— Согласен. Но зачем тогда эти мелкие человечки? Нет их! Не только в натуре, даже в русских народных сказках они отсутствуют!
— Разве! — Милиционер товарищ Дудыкин посмотрел сначала на своего верного пса Акбара, который ухмылялся едва заметно, потом обвёл глазами дяди Федино жильё. — А кто же тогда бегает вокруг нас в красных шапочках? — спросил он.
— Никого нет! Никого! — закричал Аполлон Мухолов. — И не может быть! — И сам себя клюнул в палец, не справившись с нервами. Клюнул и снова в деревню понёсся.
— Наверное, за живописцем, — сказал Гришка.
Но Аполлон Мухолов привёл в дяди Федин дом председателя колхоза Подковырина Николая Евдокимовича, известного на весь район трезвыми, продуманными суждениями. Николай Евдокимович долго смотрел на дяди Федину картину. Потом головой потряс.
— Память у тебя, старик, беспощадная. Один жеребёнок сгорел. Остальных лошадей мы успели вывести. Ведь успели же!.. Зачем укоряешь? — И замолчал.
Он так долго молчал, что Аполлон Мухолов не выдержал, спросил:
— Кто вокруг в красных шапочках бегает?
— Как кто? — Председатель поднял на Аполлона усталые от забот глаза. — Мормыши бегают… Иногда их называют шнырями.
Аполлон Мухолов упал с подрамника, хорошо, на спину Акбару, который всё так же едва приметно ухмылялся.
Гришка принялся таращиться по углам, но ничего, кроме предметов обихода, не разглядел.
«Аполлон их не видит, и я не вижу, — подумал Гришка. — Аполлон понятно: он теперь зловредным стал, ироничным. А я почему не вижу? Наверно, зрение у меня ещё слабое».
Когда дядя Федя и Гришка остались в избе одни, дядя Федя сел на табуретку напротив своей картины и принялся скрести бороду пятернёй.

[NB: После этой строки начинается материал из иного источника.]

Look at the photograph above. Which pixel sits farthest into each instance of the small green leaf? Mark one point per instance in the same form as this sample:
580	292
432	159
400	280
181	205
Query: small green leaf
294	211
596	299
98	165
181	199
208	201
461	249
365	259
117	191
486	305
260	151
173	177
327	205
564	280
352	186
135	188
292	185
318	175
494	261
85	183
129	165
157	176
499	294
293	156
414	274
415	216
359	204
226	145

— Тяжёлое, оказывается, дело — изобретательное искусство. Мозги у меня прямо кипят от творческих размышлений. Я столько красок извёл, а яркости не добился… Но ничего, перейдём речку вброд.
— Вы в каком смысле говорите, в прямом или в иносказательном? спросил Гришка.
— Чего же тут иносказательного? Всякое дело — жизнь. Иначе дело не дело и время тратить на него не нужно. А жизнь — река бурная. Некоторые физкультурники, конечно, вплавь метят. Но вплавь течением сносит. Нацелился в одно место, а выплыл где? То-то и оно… Некоторые хитроумные на лодочке норовят, да ещё так, чтобы за них другие гребли. А вброд хоть и медленнее, зато всё чувствуешь: и камни подводные, и ямы, и мели. И в полную силу ощущаешь течение струй.
— А как повалит? — спросил Гришка.
— Что ж, иногда и повалит. Дак ты вставай прытче и снова вперёд. Красок мне, чувствую я, не хватит для новой картины, придётся в Новгород ехать. Ты гулять пойдёшь, к художнику-живописцу зайди. Пусть алой краски даст в долг для начала.
На высоком берегу реки Лиза стояла в красивой позе. Очень серьёзная девушка в очках фотографировала её на фоне заречной природы.
— Здесь, глядя на свой родной край, я мечтаю стать круглой отличницей, — говорила Лиза.
— А ты перейди речку вброд, — посоветовал ей Гришка.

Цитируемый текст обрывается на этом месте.